Siamo così trasportati sul Nuovo Mondo, proprio come i soldati che stanno atterrando nella base di Pandora con lo scopo di accaparrarsi i giacimenti minerari di cui è ricco il sottosuolo del pianeta.
E trasportati lo siamo in tutti i sensi. La potenza visiva è impressionante, siamo immersi in una nuova dimensione, come avvolti dallo schermo e dai soggetti.
Niente a che vedere con "A Christmas' Carol" e tantomeno con lo stupendo "Up" : si capisce subito che si è davanti a qualcosa di davvero straordinario.
C'è qualcosa di ipnotico nella visione: sei conscio di assistere a un film di fantascienza, ma hai la strana sensazione di essere in una realtà "vera", non digitale.
Accidenti, non ho mai visto nulla di simile, è spiazzante. Mi ricorda qualcosa, ma non mi è chiaro. Anzi no, ci sono. Leonardo! Leonardo e i suoi paesaggi. Come il Genio toscano che per primo introdusse la prospettiva cromatica e quella aerea nei suoi dipinti (deducendo l'incapacità dell'occhio umano di focalizzare la visione d'insieme a causa dell'atmosfera che si interpone tra il soggetto e il paesaggio stesso) così Cameron mi sta mostrando il paesaggio di Pandora intorno alla base.

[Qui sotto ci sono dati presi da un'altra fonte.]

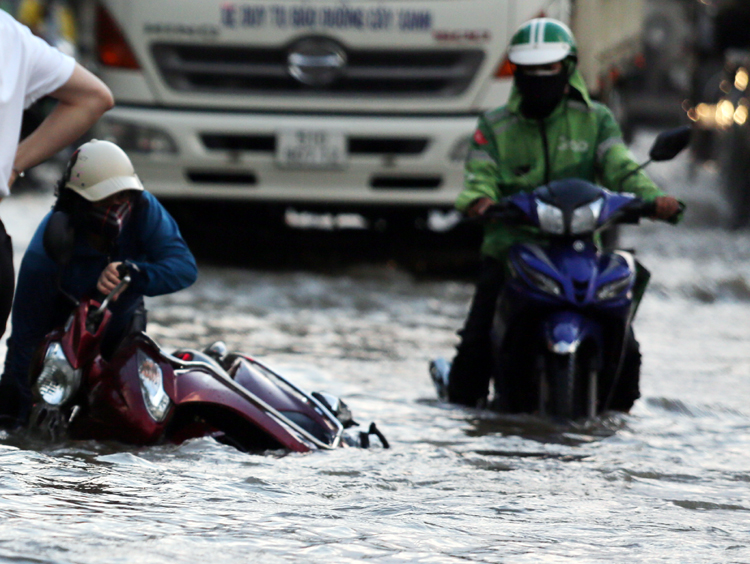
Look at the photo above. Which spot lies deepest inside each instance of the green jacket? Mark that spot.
(510, 154)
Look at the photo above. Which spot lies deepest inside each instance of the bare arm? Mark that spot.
(81, 102)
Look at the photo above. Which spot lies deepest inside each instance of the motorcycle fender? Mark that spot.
(564, 332)
(196, 386)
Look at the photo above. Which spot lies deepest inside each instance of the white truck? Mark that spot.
(334, 106)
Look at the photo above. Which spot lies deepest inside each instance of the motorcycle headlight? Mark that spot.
(152, 387)
(613, 289)
(586, 217)
(542, 281)
(550, 218)
(58, 381)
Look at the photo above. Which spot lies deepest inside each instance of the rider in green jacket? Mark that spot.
(549, 130)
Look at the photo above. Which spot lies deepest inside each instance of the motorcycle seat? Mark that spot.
(199, 356)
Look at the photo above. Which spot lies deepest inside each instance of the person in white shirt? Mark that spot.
(29, 70)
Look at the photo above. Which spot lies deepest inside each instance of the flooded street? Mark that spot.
(668, 483)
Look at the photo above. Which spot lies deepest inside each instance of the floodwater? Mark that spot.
(668, 483)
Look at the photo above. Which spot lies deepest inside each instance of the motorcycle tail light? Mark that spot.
(58, 381)
(152, 387)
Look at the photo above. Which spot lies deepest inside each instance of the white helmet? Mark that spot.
(99, 169)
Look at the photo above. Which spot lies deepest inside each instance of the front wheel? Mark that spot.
(569, 386)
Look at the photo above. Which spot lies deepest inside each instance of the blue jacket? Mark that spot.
(151, 240)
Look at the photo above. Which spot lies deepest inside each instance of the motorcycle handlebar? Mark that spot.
(503, 211)
(124, 272)
(640, 209)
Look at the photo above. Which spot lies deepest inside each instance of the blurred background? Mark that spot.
(332, 132)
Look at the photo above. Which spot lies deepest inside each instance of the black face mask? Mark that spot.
(108, 222)
(540, 95)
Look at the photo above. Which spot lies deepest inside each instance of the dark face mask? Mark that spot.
(107, 222)
(540, 95)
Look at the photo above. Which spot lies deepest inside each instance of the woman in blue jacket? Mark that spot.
(114, 220)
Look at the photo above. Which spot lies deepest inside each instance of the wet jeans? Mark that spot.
(472, 366)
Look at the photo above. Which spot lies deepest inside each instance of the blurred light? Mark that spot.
(725, 113)
(741, 80)
(740, 115)
(114, 50)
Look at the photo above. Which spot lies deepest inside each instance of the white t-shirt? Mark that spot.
(29, 69)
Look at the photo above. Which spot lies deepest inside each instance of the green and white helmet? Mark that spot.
(542, 41)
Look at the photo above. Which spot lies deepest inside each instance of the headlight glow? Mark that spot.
(550, 218)
(58, 381)
(152, 387)
(585, 218)
(613, 289)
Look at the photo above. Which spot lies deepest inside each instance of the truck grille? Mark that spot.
(259, 71)
(356, 145)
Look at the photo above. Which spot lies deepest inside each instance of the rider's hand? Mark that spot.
(109, 279)
(478, 207)
(666, 207)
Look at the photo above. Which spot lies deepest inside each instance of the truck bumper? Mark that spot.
(391, 160)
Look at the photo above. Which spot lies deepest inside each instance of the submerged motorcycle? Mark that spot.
(143, 395)
(562, 324)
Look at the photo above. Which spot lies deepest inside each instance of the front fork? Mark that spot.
(564, 358)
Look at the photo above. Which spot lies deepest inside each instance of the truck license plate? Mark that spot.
(311, 148)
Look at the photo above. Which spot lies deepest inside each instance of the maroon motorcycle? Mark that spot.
(143, 395)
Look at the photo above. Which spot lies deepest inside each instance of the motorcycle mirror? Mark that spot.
(670, 143)
(59, 238)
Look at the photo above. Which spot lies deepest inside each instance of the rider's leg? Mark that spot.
(133, 321)
(7, 277)
(472, 366)
(627, 390)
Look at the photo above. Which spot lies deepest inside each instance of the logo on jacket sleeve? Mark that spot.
(479, 138)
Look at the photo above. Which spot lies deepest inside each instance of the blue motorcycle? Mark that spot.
(562, 335)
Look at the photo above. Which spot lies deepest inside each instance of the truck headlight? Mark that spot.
(58, 381)
(152, 387)
(460, 150)
(135, 138)
(585, 218)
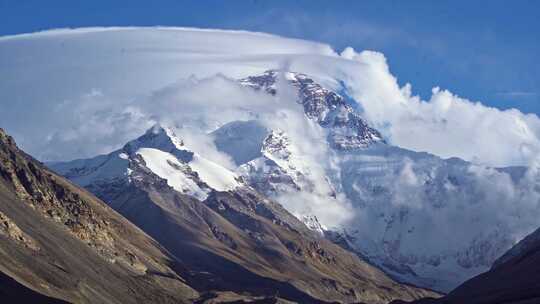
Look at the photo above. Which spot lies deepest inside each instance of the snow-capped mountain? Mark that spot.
(425, 220)
(419, 217)
(160, 151)
(347, 130)
(217, 224)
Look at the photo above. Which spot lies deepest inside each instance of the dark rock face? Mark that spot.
(347, 130)
(236, 240)
(514, 278)
(59, 242)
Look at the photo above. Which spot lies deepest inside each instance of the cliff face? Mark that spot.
(57, 241)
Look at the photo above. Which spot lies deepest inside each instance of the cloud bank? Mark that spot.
(74, 93)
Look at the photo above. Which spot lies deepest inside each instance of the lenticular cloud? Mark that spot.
(74, 93)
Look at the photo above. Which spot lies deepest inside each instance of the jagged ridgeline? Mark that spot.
(60, 243)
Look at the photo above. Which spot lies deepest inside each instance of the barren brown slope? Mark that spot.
(244, 242)
(59, 242)
(514, 279)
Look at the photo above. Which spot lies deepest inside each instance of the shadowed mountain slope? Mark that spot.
(59, 242)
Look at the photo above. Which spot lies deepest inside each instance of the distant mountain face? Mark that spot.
(514, 278)
(211, 219)
(424, 220)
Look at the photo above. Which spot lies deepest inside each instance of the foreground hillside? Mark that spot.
(217, 224)
(61, 242)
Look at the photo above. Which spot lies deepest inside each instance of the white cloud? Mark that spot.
(446, 124)
(49, 78)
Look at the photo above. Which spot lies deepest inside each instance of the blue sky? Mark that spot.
(481, 51)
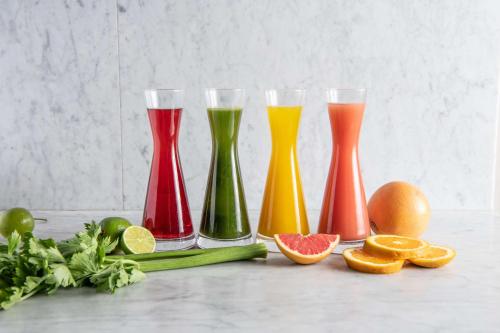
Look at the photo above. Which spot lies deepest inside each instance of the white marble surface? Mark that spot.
(70, 70)
(276, 295)
(59, 116)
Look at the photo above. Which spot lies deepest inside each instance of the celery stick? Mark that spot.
(213, 256)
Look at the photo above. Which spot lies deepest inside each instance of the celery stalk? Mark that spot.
(212, 256)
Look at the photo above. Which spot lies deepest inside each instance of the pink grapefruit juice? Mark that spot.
(344, 204)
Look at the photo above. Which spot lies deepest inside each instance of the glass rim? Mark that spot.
(286, 89)
(224, 89)
(163, 89)
(347, 89)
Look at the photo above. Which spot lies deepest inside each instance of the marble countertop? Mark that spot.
(277, 295)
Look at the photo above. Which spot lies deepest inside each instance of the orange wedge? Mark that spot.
(359, 260)
(434, 256)
(394, 247)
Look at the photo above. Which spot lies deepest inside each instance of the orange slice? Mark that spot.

Luce, aria, polvere, foglie: tutto contribuisce alla riuscita visiva. È incredibile, siamo in diurna e lo sbalordimento è totale. Ma il meglio deve ancora arrivare.
Perché la prima scena notturna quando l'avatar del protagonista Jake (Sam Worthington) è solo nella foresta lascia letteralmente senza fiato. Lo spettatore come il protagonista.
Un momento onirico, magico, un'immersione totale. I contorni indefiniti degli oggetti scuri sono solo rischiarati da leggerissime fonti di luce fluorescenti emanate da piante misteriose o microscopici esseri animati. Anche il più impercettibile elemento contribuisce a illuminare la scena , ma la magistrale realizzazione tecnica non è fine a se stessa. Non è un puro esercizio di stile, un florilegio di trovate tridimensionali studiate per sbalordire lo spettatore. Tutto contribuisce a portarci dentro la nuova dimensione e Cameron ci sta riuscendo alla grande. Gli alberi sembrano vivi, così come i fiori, l'acqua, la nebbia. Le cavalcate degli indigeni Nà Vi sul dorso dei grandi volatili di Pandora ci fanno vivere quasi da protagonisti questa nuova avventura.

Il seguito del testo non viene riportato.